13. The Tuskegee experiments led to an official apology by the United States
In 1932 the Public Health Service and the Tuskegee University, a historically black institution, joined together to conduct experiments and studies in the treatment of syphilis. In time, 622 black men were enrolled in the study, with 431 entering into the study already infected with the disease. The men, who were nearly all impoverished, were enticed to participate through the promise of free meals and treatment, though the majority received no treatment at all and were used to monitor the natural progression of the disease. They were also offered free burial insurance. The study ran for forty years, and despite the proven success of penicillin in treating the disease none of the men received the antibiotic as treatment.

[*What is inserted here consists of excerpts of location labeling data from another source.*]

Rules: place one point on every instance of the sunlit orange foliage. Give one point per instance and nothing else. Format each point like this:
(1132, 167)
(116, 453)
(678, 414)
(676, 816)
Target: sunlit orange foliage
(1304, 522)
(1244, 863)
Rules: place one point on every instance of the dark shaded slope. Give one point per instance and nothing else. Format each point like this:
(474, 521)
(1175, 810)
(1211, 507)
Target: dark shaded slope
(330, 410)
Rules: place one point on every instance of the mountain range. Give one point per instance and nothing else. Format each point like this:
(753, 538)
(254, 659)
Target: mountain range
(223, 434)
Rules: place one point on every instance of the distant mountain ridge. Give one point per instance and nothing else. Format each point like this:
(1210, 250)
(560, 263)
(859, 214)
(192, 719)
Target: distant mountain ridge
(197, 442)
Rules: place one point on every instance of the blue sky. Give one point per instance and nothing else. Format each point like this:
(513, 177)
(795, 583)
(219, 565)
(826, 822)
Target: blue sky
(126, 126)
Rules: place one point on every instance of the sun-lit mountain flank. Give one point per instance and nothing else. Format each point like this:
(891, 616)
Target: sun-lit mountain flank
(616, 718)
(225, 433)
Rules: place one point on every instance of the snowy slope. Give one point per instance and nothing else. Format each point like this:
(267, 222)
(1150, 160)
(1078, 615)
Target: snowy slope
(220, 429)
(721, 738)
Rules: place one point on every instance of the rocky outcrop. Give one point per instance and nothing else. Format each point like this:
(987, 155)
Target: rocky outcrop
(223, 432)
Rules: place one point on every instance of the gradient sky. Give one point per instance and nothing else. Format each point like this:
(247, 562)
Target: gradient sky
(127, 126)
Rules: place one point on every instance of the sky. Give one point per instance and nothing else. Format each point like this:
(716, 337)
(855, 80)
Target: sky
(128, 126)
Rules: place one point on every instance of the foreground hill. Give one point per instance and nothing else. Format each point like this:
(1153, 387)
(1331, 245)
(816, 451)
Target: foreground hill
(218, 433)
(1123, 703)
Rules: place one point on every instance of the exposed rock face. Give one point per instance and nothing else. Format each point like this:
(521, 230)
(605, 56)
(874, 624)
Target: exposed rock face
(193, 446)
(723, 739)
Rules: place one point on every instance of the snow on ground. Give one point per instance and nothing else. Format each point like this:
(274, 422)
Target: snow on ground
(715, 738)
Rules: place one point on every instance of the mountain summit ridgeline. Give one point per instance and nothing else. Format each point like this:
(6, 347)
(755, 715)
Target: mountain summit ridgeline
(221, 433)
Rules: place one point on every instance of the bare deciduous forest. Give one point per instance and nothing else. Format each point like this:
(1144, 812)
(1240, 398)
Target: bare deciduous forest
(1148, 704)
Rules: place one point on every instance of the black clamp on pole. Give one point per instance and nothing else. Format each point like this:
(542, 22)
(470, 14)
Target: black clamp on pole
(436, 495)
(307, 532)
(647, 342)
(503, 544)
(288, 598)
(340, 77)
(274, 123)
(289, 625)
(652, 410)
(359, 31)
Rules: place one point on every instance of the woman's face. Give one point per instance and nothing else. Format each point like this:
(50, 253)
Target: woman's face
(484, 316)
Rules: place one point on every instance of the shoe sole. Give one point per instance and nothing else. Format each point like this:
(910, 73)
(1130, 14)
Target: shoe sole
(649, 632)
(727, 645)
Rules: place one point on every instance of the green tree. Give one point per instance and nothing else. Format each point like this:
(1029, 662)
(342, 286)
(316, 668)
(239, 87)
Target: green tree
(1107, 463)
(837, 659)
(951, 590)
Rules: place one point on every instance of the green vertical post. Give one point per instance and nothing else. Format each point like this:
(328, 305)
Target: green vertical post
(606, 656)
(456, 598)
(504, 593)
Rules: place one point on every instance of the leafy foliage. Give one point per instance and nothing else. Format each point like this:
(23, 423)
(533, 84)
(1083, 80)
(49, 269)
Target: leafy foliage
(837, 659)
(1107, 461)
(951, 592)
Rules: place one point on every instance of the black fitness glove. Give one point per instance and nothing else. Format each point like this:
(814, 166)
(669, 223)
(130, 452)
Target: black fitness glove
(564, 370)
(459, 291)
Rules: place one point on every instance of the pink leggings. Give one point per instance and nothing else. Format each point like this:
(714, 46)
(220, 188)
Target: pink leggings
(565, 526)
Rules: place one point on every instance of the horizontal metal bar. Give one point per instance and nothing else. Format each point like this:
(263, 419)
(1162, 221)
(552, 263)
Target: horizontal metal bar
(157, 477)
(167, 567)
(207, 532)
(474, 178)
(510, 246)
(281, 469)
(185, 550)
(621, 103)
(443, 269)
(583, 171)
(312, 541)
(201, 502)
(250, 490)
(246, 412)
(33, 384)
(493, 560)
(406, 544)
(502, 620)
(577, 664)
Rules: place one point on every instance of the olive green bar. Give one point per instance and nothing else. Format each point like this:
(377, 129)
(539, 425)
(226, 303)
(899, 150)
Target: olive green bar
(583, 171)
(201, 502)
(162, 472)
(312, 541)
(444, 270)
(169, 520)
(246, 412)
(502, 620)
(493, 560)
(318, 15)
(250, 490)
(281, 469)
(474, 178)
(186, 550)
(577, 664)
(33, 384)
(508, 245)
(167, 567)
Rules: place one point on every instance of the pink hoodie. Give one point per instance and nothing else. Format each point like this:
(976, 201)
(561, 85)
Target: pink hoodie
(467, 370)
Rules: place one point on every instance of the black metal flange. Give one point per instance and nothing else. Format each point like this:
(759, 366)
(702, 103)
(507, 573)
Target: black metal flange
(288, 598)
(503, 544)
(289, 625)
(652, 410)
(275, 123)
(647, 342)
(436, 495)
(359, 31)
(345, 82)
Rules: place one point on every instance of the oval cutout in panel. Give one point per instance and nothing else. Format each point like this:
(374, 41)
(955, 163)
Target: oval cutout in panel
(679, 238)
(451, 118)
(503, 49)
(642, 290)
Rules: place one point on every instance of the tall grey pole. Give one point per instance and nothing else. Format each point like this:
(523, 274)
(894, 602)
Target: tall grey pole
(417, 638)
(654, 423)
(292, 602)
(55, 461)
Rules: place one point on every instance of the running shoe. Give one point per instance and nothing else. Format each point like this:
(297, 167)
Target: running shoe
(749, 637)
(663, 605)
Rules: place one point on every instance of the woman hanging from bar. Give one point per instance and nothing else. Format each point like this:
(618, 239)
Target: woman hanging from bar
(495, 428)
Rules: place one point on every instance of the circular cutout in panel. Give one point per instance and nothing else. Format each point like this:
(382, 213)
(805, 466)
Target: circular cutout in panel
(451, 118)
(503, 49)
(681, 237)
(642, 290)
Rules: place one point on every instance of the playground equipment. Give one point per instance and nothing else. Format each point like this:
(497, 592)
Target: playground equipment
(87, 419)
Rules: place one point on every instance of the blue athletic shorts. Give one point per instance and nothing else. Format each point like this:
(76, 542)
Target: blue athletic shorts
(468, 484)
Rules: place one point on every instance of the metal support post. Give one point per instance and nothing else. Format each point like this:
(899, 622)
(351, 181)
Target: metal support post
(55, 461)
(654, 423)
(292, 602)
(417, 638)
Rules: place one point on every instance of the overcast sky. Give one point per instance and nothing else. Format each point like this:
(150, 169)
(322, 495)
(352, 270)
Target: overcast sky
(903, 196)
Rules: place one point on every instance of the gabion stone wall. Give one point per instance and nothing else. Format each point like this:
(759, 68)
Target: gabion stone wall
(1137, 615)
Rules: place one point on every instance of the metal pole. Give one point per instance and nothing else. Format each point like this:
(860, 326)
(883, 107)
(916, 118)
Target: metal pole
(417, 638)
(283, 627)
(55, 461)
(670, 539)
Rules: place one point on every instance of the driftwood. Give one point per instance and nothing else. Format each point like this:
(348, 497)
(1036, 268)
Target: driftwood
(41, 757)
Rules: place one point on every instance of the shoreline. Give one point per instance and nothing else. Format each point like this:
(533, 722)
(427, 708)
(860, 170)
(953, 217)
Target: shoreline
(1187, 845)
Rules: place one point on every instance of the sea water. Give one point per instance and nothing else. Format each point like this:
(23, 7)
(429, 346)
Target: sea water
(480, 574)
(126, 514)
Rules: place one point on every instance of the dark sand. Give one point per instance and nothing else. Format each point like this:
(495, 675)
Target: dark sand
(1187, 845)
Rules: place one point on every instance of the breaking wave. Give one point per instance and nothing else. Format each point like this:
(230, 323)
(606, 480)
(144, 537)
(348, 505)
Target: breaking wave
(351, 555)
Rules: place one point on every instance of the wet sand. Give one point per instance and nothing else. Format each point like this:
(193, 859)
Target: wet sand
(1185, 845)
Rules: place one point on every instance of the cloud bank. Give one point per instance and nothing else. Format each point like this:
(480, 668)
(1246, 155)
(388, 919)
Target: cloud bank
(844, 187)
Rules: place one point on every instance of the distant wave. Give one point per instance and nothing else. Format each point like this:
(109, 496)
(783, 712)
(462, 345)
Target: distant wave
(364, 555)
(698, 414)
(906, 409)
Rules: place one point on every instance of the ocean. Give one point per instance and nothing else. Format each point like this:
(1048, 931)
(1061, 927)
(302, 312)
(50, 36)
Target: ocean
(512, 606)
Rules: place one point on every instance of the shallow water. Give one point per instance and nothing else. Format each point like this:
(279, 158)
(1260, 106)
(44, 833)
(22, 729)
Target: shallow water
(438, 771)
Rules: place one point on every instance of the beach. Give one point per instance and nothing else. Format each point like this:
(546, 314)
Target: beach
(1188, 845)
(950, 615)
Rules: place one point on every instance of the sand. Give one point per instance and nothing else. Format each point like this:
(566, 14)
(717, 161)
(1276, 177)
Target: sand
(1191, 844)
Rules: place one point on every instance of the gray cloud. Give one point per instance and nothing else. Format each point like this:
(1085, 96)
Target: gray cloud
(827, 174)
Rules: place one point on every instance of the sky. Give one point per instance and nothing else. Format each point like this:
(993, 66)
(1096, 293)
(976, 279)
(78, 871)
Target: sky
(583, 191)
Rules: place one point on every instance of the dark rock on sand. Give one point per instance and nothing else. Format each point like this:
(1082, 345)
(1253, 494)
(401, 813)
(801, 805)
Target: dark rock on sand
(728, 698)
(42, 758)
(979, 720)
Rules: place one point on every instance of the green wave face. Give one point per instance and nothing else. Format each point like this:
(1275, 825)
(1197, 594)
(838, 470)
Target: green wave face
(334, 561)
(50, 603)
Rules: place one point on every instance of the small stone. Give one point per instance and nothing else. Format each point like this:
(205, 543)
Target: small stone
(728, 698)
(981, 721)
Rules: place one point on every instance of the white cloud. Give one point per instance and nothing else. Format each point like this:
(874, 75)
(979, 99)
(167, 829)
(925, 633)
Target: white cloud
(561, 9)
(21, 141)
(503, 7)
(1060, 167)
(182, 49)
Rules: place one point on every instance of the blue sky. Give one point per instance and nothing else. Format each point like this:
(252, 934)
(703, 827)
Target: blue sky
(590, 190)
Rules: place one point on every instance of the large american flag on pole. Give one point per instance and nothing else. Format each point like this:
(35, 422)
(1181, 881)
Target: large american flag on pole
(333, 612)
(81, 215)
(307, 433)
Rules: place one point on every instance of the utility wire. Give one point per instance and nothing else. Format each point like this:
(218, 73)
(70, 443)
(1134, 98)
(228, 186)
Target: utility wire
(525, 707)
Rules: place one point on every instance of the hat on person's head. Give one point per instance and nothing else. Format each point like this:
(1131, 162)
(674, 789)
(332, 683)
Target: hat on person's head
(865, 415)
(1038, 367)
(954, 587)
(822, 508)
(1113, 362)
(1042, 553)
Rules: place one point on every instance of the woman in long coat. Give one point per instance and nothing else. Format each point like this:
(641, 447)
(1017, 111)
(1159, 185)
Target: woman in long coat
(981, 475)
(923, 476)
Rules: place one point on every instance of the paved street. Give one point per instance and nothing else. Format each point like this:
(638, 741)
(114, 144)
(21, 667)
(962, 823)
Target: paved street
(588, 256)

In July 1972, the story of the study and its ethical implications was told to the public in the Washington Star, and Congressional hearings were called for by Senator Edward Kennedy. The Public Health Service and the Centers for Disease Control hastily convened an investigation into the study and found that its participants had done so voluntarily, but nonetheless ended the study that year. Numerous investigations and counter-investigations kept the study in the public eye for two decades, as more of its abuses were revealed, to the embarrassment of the doctors involved and to the agencies for which they worked. In 1997, Bill Clinton publicly apologized on behalf of the United States for the ethical violations and the damage done in the Tuskegee Study, which had led to federal regulations enacted for the purpose of controlling studies conducted on human beings.